Amendment, by leave, withdrawn.

Amendment made: No. 474, in page 195, line 10, leave out 'may' and insert 'does'.—[Mr. Bob Ainsworth.]

Clause 337, as amended, ordered to stand part of the Bill.

Clauses 338 to 340 ordered to stand part of the Bill.

Clause 341

Search and seizure warrants

Mr. Grieve: I beg to move amendment No. 551, in page 197, line 17, at end insert

    'but that the material cannot at the time of making the application be particularised.'.

The clause deals with search and seizure warrants—again, important powers. Subsection (3) specifies what the application to a judge for a search and seizure warrant must contain. Subsection (2) deals with the person and the property specified in the application or confiscation, money laundering or civil recovery investigation, which must be linked to them.

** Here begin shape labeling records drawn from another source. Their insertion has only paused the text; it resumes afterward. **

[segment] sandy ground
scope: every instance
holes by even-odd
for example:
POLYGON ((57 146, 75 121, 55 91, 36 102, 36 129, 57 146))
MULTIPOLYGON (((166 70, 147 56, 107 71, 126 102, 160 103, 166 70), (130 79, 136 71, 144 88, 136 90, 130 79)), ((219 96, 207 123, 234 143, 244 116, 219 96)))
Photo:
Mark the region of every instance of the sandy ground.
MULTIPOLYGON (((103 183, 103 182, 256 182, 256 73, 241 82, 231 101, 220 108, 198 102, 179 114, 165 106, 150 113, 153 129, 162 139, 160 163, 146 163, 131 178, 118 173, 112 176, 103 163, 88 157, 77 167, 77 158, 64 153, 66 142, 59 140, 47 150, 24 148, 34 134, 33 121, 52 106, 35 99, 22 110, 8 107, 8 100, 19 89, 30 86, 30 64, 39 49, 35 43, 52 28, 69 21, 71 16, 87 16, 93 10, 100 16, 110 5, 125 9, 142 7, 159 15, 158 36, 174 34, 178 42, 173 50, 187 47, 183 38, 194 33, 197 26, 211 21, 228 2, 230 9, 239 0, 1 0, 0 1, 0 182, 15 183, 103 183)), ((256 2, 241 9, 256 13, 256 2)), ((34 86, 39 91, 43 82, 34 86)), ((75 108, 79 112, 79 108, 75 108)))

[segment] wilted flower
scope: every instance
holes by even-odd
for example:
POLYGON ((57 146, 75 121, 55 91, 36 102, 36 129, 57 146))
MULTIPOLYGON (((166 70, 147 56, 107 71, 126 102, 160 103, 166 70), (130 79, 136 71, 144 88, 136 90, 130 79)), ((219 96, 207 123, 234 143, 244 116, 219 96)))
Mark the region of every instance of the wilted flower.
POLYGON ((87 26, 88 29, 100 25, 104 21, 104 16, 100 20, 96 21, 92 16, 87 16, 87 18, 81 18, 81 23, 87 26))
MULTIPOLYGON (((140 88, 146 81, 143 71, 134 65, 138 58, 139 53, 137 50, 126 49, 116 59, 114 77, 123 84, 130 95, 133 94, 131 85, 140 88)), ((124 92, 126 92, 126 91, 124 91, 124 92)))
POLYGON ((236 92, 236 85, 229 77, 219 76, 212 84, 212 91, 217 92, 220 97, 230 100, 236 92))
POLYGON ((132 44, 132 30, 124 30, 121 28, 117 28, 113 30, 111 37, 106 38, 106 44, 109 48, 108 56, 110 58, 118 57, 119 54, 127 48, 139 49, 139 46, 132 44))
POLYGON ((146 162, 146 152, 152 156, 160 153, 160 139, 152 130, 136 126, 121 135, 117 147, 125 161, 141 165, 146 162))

Subsection (3) provides that

''the warrant is sought for the purposes of the investigation;

    (b) that the warrant is sought in relation to the premises specified''


    ''(c) that the warrant is sought in relation to material specified in the application, or that there are reasonable grounds for believing that there is material falling within section 342(6),(7) or (8) on the premises.''

Reading clauses 342(6), (7) and (8), we find that clause 342(6) states:

    ''In the case of a confiscation investigation, material falls within this subsection if it cannot be identified at the time of the application but it . . . relates to the person specified in the application''

and goes on to spell that out.

This is a drafting amendment. I could not understand why it was not spelled out in subsection (3) that the material could not be particularised, because it is an important issue. Blanket applications should not be made. I note that that was how the matter was dealt with in previous legislation, which is why I tabled the amendment.

Mr. Ainsworth: I am not sure that the hon. Gentleman has not effectively answered the point. Under the amendment, subsection (3)(c) would expressly state that a search warrant issued under its second limb relates to material that cannot be particularised. It would have no substantive effect. As he said, the point is covered in clause 342(6), (7) and (8).